35 dollari mai smentiti

La società petrolifera il giorno dopo, puntuale come un orologio svizzero, trasmette una nota di tre righe: «Saras S.p.A ribadisce, facendo seguito a quanto già comunicato lo scorso 14 marzo dal Presidente Massimo Moratti, che non si è più rivolta né ha avviato ulteriori contratti con il mercato russo, limitandosi all'operatività legata a contratti stipulati precedentemente le ultime comunicazioni ufficiali della Società». Nessuna smentita sul prezzo pubblicato dal nostro giornale, di fatto una conferma per quei 35 dollari a barile, rispetto ai 100 dichiarati dal mercato.

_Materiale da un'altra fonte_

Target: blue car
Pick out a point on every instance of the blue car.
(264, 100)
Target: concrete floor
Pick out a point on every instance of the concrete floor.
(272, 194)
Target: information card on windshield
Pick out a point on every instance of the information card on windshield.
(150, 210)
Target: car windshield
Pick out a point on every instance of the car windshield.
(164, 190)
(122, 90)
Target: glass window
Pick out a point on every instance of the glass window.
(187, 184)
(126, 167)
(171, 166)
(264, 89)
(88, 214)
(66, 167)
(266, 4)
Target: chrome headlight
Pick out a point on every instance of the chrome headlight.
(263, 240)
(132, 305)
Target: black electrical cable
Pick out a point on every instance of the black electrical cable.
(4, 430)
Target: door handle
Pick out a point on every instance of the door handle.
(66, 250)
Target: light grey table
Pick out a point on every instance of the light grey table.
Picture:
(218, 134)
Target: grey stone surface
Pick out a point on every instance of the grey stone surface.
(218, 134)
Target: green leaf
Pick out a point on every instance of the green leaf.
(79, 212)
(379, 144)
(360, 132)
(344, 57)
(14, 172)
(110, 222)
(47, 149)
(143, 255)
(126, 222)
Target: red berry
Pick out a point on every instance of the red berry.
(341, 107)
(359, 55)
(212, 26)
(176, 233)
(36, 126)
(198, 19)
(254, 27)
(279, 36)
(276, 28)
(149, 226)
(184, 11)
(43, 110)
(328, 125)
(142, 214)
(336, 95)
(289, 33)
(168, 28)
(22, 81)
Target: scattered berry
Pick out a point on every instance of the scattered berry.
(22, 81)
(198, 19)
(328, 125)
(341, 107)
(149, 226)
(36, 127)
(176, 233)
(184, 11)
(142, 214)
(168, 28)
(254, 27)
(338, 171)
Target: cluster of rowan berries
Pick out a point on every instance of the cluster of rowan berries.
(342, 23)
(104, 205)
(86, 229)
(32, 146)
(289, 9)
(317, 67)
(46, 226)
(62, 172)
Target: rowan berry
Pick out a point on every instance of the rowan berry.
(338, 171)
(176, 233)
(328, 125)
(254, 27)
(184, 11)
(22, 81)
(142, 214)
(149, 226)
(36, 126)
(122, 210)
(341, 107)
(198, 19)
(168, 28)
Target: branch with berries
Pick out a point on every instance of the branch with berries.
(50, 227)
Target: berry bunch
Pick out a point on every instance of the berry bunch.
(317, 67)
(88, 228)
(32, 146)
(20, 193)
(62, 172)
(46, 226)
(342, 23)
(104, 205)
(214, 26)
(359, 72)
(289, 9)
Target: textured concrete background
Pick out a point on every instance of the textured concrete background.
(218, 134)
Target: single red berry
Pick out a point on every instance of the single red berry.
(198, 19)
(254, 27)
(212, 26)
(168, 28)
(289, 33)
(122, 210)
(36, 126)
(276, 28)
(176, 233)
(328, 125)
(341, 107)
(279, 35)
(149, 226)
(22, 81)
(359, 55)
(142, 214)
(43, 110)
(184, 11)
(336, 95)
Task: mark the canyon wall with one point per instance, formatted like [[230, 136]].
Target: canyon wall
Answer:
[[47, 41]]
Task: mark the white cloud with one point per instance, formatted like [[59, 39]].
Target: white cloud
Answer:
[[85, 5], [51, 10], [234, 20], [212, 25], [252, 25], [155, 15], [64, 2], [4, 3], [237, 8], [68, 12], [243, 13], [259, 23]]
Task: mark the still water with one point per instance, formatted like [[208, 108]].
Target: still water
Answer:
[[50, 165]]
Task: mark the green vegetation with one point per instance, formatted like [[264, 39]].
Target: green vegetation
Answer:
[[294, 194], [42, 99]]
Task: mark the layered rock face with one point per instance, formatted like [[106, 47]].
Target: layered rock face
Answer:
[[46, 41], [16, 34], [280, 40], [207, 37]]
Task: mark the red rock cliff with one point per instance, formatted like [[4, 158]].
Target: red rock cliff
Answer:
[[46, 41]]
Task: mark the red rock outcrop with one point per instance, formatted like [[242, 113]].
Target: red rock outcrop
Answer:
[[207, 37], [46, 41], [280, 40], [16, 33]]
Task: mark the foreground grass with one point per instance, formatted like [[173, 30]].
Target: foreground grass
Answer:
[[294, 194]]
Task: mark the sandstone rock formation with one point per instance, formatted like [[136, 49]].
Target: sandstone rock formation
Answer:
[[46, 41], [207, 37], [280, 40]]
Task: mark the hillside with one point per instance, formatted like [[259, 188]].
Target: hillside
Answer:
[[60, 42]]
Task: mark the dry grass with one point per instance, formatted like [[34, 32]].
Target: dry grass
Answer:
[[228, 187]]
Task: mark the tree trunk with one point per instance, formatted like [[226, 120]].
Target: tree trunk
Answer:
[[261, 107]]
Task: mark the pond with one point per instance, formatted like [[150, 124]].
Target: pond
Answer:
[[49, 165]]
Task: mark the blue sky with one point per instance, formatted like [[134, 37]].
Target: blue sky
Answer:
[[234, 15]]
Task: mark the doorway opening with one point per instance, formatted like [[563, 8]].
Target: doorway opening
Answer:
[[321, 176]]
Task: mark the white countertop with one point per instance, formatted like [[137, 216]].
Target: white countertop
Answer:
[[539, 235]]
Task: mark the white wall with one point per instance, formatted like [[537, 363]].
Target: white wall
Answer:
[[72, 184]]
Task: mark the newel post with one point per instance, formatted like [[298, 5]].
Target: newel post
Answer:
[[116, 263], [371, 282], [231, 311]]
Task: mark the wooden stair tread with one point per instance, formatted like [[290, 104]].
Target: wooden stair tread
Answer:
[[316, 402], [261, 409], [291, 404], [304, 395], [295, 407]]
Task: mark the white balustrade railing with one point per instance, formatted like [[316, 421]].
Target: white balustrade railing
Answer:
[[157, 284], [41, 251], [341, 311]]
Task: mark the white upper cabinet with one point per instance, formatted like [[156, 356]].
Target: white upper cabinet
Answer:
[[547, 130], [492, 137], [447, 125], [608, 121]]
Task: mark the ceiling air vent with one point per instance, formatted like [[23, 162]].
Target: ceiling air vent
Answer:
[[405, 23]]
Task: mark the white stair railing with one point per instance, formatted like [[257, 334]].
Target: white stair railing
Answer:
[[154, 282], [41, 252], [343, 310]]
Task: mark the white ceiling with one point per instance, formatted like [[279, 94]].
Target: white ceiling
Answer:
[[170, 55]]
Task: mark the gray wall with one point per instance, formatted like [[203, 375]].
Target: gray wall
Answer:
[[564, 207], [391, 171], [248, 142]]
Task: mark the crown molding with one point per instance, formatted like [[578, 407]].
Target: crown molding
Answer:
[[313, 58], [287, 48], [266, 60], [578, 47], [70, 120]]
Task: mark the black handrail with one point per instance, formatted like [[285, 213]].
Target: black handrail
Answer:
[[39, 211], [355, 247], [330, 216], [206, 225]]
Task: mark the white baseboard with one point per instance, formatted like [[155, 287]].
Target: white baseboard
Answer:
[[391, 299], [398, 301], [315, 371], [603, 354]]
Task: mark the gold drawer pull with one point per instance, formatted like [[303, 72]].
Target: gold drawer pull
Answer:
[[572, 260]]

Un dato che conferma scenari che vanno ben oltre la contesa di queste ultime ore con semplicistici controlli nelle stazioni di servizio. È fin troppo evidente, infatti, che l’oggetto del contendere è tutto blindato nell’analisi degli extra profitti generati e dichiarati anche nelle ultime trimestrali dalle industrie petrolifere ed energetiche. Cifre miliardarie, con un’equazione eloquente: petrolio in realtà acquistato a basso costo, o comunque non alle cifre dichiarate dal mercato, rivenduto, poi, una volta raffinato, a cifre da mercato dell’oro. Altro che benzinai sotto accusa, in ballo ci sono interessi e lobby stratosferiche, dai petrolieri di Stato e non solo sino ai trader internazionali.

Catena di comando

Una catena di comando che ordina i prezzi da imporre al consumatore con una regia precisa e scandita ogni notte in una rete di oltre 20.000 distributori di carburante in tutta Italia. Loro i benzinai diventano i bersagli, le compagnie, invece, ingrassano a piene mani con extraprofitti che sino ad oggi non si è riusciti nemmeno a tassare con un’aliquota minima. I controlli sino ad oggi eseguiti si sono limitati a contestare la mancata comunicazione dei prezzi al Ministero da parte del povero gestore (un fatto più formale che sostanziale) ed un’istruttoria da parte dell’antitrust sul paese di Livigno per ipotesi di cartello da parte delle piccole aziende del luogo. Il sindacato autonomo dei gestori di carburanti, l’Angac, guidato a livello nazionale dal sardo Giuseppe Balia, ieri è stato ancora una volta esplicito: il nuovo Governo sia più diretto e incisivo sulla verità e faccia una volta per sempre chiarezza. La domanda del sindacato è retorica: chi sono tutti gli attori della filiera? Sono solo i piccoli benzinai oppure c’è qualcuno di innominabile?

I potenti dimenticati

La risposta è esplicita: nella catena ci sono compagnie petrolifere, associazioni di categoria, agenzie internazionali (platts) e grossi poteri finanziari. Il quesito finale è disarmante: chi controlla gli enormi profitti delle compagnie petrolifere in un settore chiaramente strategico per il paese? I benzinai autonomi, quelli che si ribellano alle major del petrolio, tracciano l’unica soluzione possibile in tempo di guerra: fissare un prezzo controllato per contrastare una chiara ed esasperata speculazione. I poteri forti, però, non sono d’accordo. Gli extra profitti, nei Palazzi di Roma, tutti li condannano, ma nessuno li vuole fermare.